Estimated reading time (in minutes)
The trial period allows you to evaluate the employee’s skills in their work before hiring them. We can sometimes even renew it. But can we put an end to it without justification?
Yes, in principle
As the rules of dismissal are not applicable to termination of the trial period, the employer can, in principle, end it without having to justify a real and serious cause. However, the employer must check that the collective agreement does not provide for specific clauses for terminating a trial period. Any termination that occurs outside of these clauses would be considered unfair.
No particular formality is provided for terminating a trial period, and the employer can therefore warn his employee verbally or in writing. However, it is strongly recommended to keep a written record. Furthermore, he must do so explicitly and clearly express to his employee the end of the trial period.In the event that the employer invokes a disciplinary reason, he must respect the disciplinary procedure.

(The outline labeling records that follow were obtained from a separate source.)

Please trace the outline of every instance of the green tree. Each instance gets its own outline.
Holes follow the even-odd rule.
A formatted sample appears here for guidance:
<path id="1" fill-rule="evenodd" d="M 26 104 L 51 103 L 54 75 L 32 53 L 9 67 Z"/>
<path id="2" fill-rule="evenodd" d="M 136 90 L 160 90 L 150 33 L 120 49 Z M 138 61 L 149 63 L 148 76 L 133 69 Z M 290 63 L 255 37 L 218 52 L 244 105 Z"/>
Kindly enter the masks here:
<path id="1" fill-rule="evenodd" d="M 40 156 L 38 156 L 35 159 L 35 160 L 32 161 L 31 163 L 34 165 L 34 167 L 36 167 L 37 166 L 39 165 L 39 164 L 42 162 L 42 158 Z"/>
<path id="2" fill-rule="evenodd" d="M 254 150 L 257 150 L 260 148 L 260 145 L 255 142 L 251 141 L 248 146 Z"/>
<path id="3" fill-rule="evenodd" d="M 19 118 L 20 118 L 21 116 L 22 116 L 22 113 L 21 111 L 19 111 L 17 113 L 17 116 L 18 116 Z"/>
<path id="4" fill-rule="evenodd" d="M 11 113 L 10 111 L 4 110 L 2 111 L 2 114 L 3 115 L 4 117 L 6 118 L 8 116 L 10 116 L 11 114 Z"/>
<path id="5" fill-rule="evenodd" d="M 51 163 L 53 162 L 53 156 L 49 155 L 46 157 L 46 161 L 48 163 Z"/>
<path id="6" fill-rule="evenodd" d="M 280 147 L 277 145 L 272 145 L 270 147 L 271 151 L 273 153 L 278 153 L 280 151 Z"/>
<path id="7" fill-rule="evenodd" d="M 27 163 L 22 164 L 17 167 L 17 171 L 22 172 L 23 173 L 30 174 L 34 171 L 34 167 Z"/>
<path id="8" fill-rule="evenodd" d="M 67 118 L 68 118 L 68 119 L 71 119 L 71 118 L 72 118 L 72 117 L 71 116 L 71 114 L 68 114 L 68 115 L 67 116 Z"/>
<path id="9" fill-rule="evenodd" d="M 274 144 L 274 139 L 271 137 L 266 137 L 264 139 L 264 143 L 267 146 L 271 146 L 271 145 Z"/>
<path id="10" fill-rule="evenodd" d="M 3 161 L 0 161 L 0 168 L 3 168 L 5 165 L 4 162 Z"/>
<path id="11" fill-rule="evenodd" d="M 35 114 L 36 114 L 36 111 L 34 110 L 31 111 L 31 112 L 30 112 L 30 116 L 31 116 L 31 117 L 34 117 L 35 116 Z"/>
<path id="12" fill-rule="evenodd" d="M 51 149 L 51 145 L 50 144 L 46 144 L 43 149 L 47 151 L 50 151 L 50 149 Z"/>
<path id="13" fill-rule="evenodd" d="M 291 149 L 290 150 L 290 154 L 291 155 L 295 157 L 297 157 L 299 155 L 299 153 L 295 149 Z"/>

Is there a notice period required?
Yes, the employer must respect a notice period when ending an employee’s trial period. Thus, in the event of a termination at the initiative of the employer, the employee benefits from a notice period of 24 hours for less than 8 days of presence; 48 hours of notice between 8 days and 1 month of presence; and one month’s notice after 3 months of presence. These deadlines also apply in the context of a fixed-term contract if the trial period goes beyond 8 days. Collective agreements sometimes provide for longer notice periods. They must be respected. In the context of a termination for disciplinary reasons, the rules of the disciplinary procedure must apply.
What precautions should you take?
The trial period must have served to properly assess the employee’s skills, otherwise the termination of the trial period may be considered abusive. Likewise, when ending a trial period, attention must be paid to discriminatory reasons such as illness or pregnancy: for example, if an employee fell ill during the trial period, he Care must be taken to ensure that the real reason for terminating the trial period is not linked to their state of health. If the employee is protected, the termination must be previously authorized by the labor inspector. In the event of the employee’s incapacity, a reclassification search procedure must be initiated and the employee dismissed for incapacity.
The risks incurred in the event of abuse
A termination of a trial period based on discriminatory reasons or for non-compliance with a protective status may result in industrial tribunal action. The employee can seek damages for the harm suffered if the judges consider that the termination occurred under abusive conditions of haste or culpable carelessness. If the reason is deemed discriminatory, the termination will be considered void, and the employee will be reinstated to his or her original position. The employer must pay all remuneration due between the date of termination of the employment contract and the date of the employee’s reintegration into the company.